If you’re interested in testing the blend of different instruments and hearing how well they separate in your speakers, this is not a bad tune to call upon.
Funk is sometimes ignored when it comes to speaker tests, and there’s just no reason for it. As you’re about to see, there are some great reasons to pump up some funk. Let’s get to those songs.
“Living In America” by James Brown
Song year: 1985
In my opinion, the best song to test your speakers with is this – the Godfather of Soul’s “Living In America.”

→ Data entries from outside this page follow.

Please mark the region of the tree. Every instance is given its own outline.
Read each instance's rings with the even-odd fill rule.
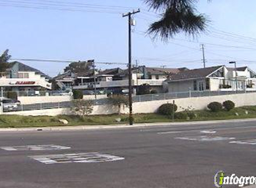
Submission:
[[[72,101],[72,111],[84,118],[92,112],[93,101],[92,100],[75,99]]]
[[[128,106],[129,105],[129,98],[125,95],[122,94],[113,94],[109,96],[109,100],[113,105],[118,106],[118,114],[121,114],[121,107],[123,108]]]
[[[195,4],[197,0],[144,0],[156,11],[163,12],[160,19],[151,24],[148,30],[155,37],[167,41],[183,32],[194,36],[204,31],[208,22],[206,16],[197,13]]]
[[[5,50],[4,53],[0,56],[0,73],[5,72],[6,69],[8,68],[8,61],[11,57],[10,55],[8,54],[9,50]]]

It may not have occurred to you before just how impossibly masterfully mixed this song is. Some modern engineers struggle getting the mix of a four-piece band right, never mind having to deal with multiple layers of vocals, guitars, and horns as this song features.
“Living In America” is mastered with plenty of punchy clarity, so you if you listen carefully, you can easily hear every layer. Try it out!
“Virtual Insanity“ by Jamiroquai
Song year: 1996
Again, if you don’t have a Jamiroquai song on your “speaker test” list, you might as well call it quits. Either you don’t know sound, or don’t know Jamiroquai.
Put this song on and listen carefully. Very carefully. There’s more depth to this hit than you ever gave it credit for. And that’s because Jamiroquai is not a solo act. It’s a band. And at times it’s been a rather big band.
“Virtual Insanity” kicks off with a simple beat and piano riff, but as the song builds, you can hear violins, guitars, bass, and more. Every time you listen to it, you’ll hear more. That’s the brilliance of Jamiroquai.
Jazz certainly has its moments, especially contemporary jazz, which is sometimes played by large ensembles.
Here are a couple of songs to run your tests with.
“Lingus” by Snarky Puppy
Song year: 2014
Just watch the video to see the sheer size of this instrumental ensemble, and how the instruments enter and exit.
This contemporary jazz number is sure to appeal to more than jazz fans, and again, let me point out how masterfully mixed this number is.
Have some fun turning this one up and listening for all the layers as the song unfolds and evolves.
Top Songs To Test Your Speakers Range, Final Thoughts
The above is but a starting point, as there are so many other great songs to test your speakers with. It’s just a matter of what you’re testing.
Do you want to test the stereo imaging/spectrum, specific frequencies (treble or bass), instrument separation, dynamics, or otherwise? These are all good things to test!
We hope you enjoyed our picks and have lots of fun testing!